Metadata-Version: 2.2
Name: aiopandas
Version: 0.0.2
Summary: Lightweight Pandas monkey-patch for async map, apply, transform, etc.
Author-email: Elias Neuman <elias@payperrun.com>
License: MIT
Project-URL: Homepage, https://github.com/telekinesis-inc/aiopandas
Classifier: Programming Language :: Python :: 3
Classifier: License :: OSI Approved :: MIT License
Classifier: Operating System :: OS Independent
Requires-Python: >=3.7
Description-Content-Type: text/markdown
License-File: LICENSE
Requires-Dist: pandas

# aiopandas  
🚀 **Async-Powered Pandas**: Lightweight Pandas monkey-patch that adds async support to `map`, `apply`, `applymap`, `aggregate`, and `transform`, enabling seamless handling of async functions with **controlled parallel execution** (`max_parallel`).

## ✨ Features
- **Drop-in replacement** for Pandas functions, now supporting **async functions**.
- **Automatic async execution** with **controlled concurrency** via `max_parallel`.
- **Built-in error handling** – choose between raising, ignoring, or logging errors. 
- **Supports tqdm** for real-time progress tracking.

---

## 🚀 Quick Start  

```python
import aiopandas as pd  # Monkey-patches Pandas with async methods
import asyncio

# Create a sample DataFrame
df = pd.DataFrame({'x': range(10)})

# Define an async function (simulating API calls, I/O, etc.)
async def f(x):
    await asyncio.sleep(0.1 * x)  # Simulate async processing
    return x * 2  # Example transformation

# Apply the async function to the DataFrame column
df['y'] = await df.x.amap(f, max_parallel=5)  # Default max_parallel=16
print(df)
```

## ⚠️ Handling Errors Gracefully

aiopandas includes built-in error handling, allowing you to manage failures without breaking the entire operation.

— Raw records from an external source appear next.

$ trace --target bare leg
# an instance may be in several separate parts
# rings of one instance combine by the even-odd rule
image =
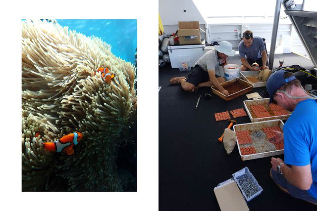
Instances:
[[[245,71],[246,70],[248,70],[248,68],[243,66],[243,65],[241,65],[241,71]]]
[[[182,86],[183,89],[185,91],[190,91],[195,88],[195,85],[190,83],[186,82],[186,80],[182,80],[180,85]]]

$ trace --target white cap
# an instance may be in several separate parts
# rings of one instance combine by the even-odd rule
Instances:
[[[236,51],[232,50],[232,45],[227,41],[221,41],[219,42],[220,45],[215,45],[216,50],[220,53],[224,53],[227,56],[232,56],[236,54]]]

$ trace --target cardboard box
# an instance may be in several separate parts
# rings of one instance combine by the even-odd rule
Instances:
[[[178,27],[180,44],[201,43],[199,21],[179,21]]]

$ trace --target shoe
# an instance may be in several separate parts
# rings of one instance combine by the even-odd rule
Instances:
[[[193,89],[192,90],[189,91],[189,93],[196,92],[196,91],[197,90],[197,89],[198,89],[198,87],[195,86],[194,88],[193,88]]]
[[[170,79],[169,80],[169,84],[179,84],[182,83],[182,81],[183,80],[186,80],[186,77],[174,77]]]

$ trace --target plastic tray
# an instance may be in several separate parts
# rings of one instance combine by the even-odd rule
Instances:
[[[258,76],[259,74],[260,73],[260,71],[241,71],[240,73],[240,76],[241,77],[242,79],[249,82],[250,84],[253,84],[253,87],[255,88],[256,87],[265,86],[266,85],[266,82],[263,82],[261,81],[259,82],[253,83],[250,81],[249,81],[247,78],[247,77],[249,76]]]
[[[225,86],[227,85],[230,85],[230,84],[233,84],[235,82],[238,81],[239,83],[245,85],[246,88],[240,90],[239,91],[233,93],[231,94],[229,94],[228,96],[226,96],[220,92],[219,91],[214,88],[214,86],[211,86],[211,89],[212,90],[212,92],[219,96],[221,98],[223,99],[224,100],[229,101],[231,100],[232,99],[235,98],[239,96],[242,95],[243,94],[245,94],[246,93],[248,93],[251,90],[253,89],[253,84],[249,83],[249,82],[246,82],[245,81],[243,81],[240,79],[234,79],[232,80],[228,81],[227,82],[225,82],[221,83],[220,84],[222,86]]]
[[[241,187],[240,184],[238,181],[239,180],[239,178],[240,178],[240,177],[243,176],[246,174],[248,178],[251,179],[251,183],[250,184],[253,185],[253,186],[256,187],[258,190],[259,190],[254,194],[252,195],[252,196],[249,196],[249,197],[247,196],[247,195],[246,195],[246,193],[243,190],[244,188],[242,188],[242,187]],[[233,176],[233,179],[236,181],[236,182],[238,184],[238,186],[239,186],[239,188],[242,192],[243,196],[246,199],[246,200],[247,200],[247,201],[248,202],[255,198],[256,196],[259,195],[263,191],[263,189],[262,189],[262,187],[260,186],[260,185],[258,183],[258,181],[253,176],[253,174],[252,174],[252,173],[251,173],[251,172],[249,170],[249,168],[248,168],[248,167],[246,167],[244,169],[242,169],[232,174],[232,176]]]
[[[263,98],[263,99],[258,99],[257,100],[245,100],[243,101],[243,104],[244,104],[244,107],[246,108],[246,110],[247,111],[247,113],[250,118],[250,120],[252,122],[255,123],[257,122],[261,122],[261,121],[265,121],[268,120],[286,120],[291,116],[292,114],[292,112],[290,112],[287,111],[289,114],[285,115],[280,115],[280,116],[274,116],[272,117],[263,117],[262,118],[257,118],[255,116],[253,112],[252,111],[252,109],[251,109],[251,106],[254,105],[259,105],[259,104],[263,104],[264,107],[265,108],[266,110],[268,111],[268,112],[271,115],[272,114],[271,109],[268,107],[268,102],[269,102],[269,98]]]
[[[284,123],[281,120],[270,120],[268,121],[260,122],[258,123],[247,123],[245,124],[236,125],[233,126],[233,130],[235,132],[240,130],[253,130],[253,131],[261,131],[261,130],[268,127],[279,127],[279,128],[283,131]],[[263,132],[263,131],[262,131]],[[244,147],[252,147],[254,146],[257,150],[257,153],[251,155],[243,155],[241,154],[240,149],[239,140],[237,138],[237,143],[238,145],[238,149],[239,154],[241,157],[242,161],[246,161],[248,160],[256,159],[258,158],[264,158],[265,157],[274,156],[277,155],[284,154],[284,149],[276,150],[274,144],[270,143],[268,141],[266,135],[263,132],[262,135],[259,138],[256,137],[252,134],[250,135],[253,143],[250,144],[243,144]],[[258,148],[260,148],[262,152],[259,152]],[[264,151],[266,150],[271,149],[271,151]]]

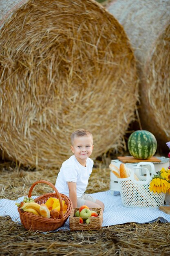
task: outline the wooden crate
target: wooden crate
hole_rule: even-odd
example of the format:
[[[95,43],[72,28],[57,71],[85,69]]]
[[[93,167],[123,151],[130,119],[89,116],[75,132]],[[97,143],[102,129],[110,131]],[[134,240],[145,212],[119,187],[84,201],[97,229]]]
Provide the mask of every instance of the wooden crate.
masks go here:
[[[75,213],[79,208],[73,208],[69,218],[70,229],[71,231],[82,230],[84,229],[95,230],[99,229],[102,227],[103,222],[103,209],[102,208],[90,208],[90,210],[95,211],[99,215],[98,217],[89,217],[90,223],[79,223],[79,217],[75,217]]]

1. Default behavior (raise) – stops on the first error

```python
async def f(x):
    if x > 50 and x % 3:
        raise Exception('exception example')
    await asyncio.sleep(0.1 * x)
    return x

df['y'] = await df.x.amap(f, max_parallel=100)  # Raises an exception
```
Output (Error traceback):
```
Exception: exception example
```

2. Ignore errors (on_error='ignore')
```python
df['y'] = await df.x.amap(f, max_parallel=100, on_error='ignore')  # Easy to ignore exceptions
```

Now, instead of crashing, rows that trigger exceptions return NaN:

```python
print(df['y'])
```
```
0      0.0
1      1.0
2      2.0
...
95     NaN
96    96.0
97     NaN
98     NaN
99    99.0
Name: y, Length: 100, dtype: float64
```
3. Custom error handling (on_error=print)

You can log or process errors with a custom function (or coroutines):
```python
df['y'] = await df.x.amap(f, max_parallel=100, on_error=print)  # Print errors instead of failing
```

Output:
```
exception example
exception example
exception example
```

## 📊 Progress Tracking with tqdm

To visualize progress, pass tqdm as an argument:

```python
from tqdm import tqdm

df['y'] = await df.x.amap(f, max_parallel=5, tqdm=tqdm)
```
Example output:
```
 69%|█████████████████████████████████████████████████████                | 69/100 [00:06<00:03, 9.99it/s]
```

## 🎯 Why Use aiopandas?

* Ideal for async API calls (e.g., LLMs, web scraping, database queries).
* Massively speeds up Pandas workflows when dealing with async I/O operations.
* Minimal code changes – just swap .map() for .amap() (or .apply() for aapply(), etc.) and you’re good to go!

## 📦 Installation

```sh
pip install aiopandas
```

Or, if using manually:
```sh
git clone https://github.com/your-repo/aiopandas.git
cd aiopandas
pip install .
```

## 💡 Contributing

Pull requests are welcome! If you find issues or have suggestions, feel free to open an issue. 🚀

## 🙌 Acknowledgements

The monkey patching in aiopandas was heavily inspired by (basically copy-pasted) and adapted from the tqdm.pandas() method. Special thanks to the tqdm maintainers for their excellent work on integrating progress bars with Pandas.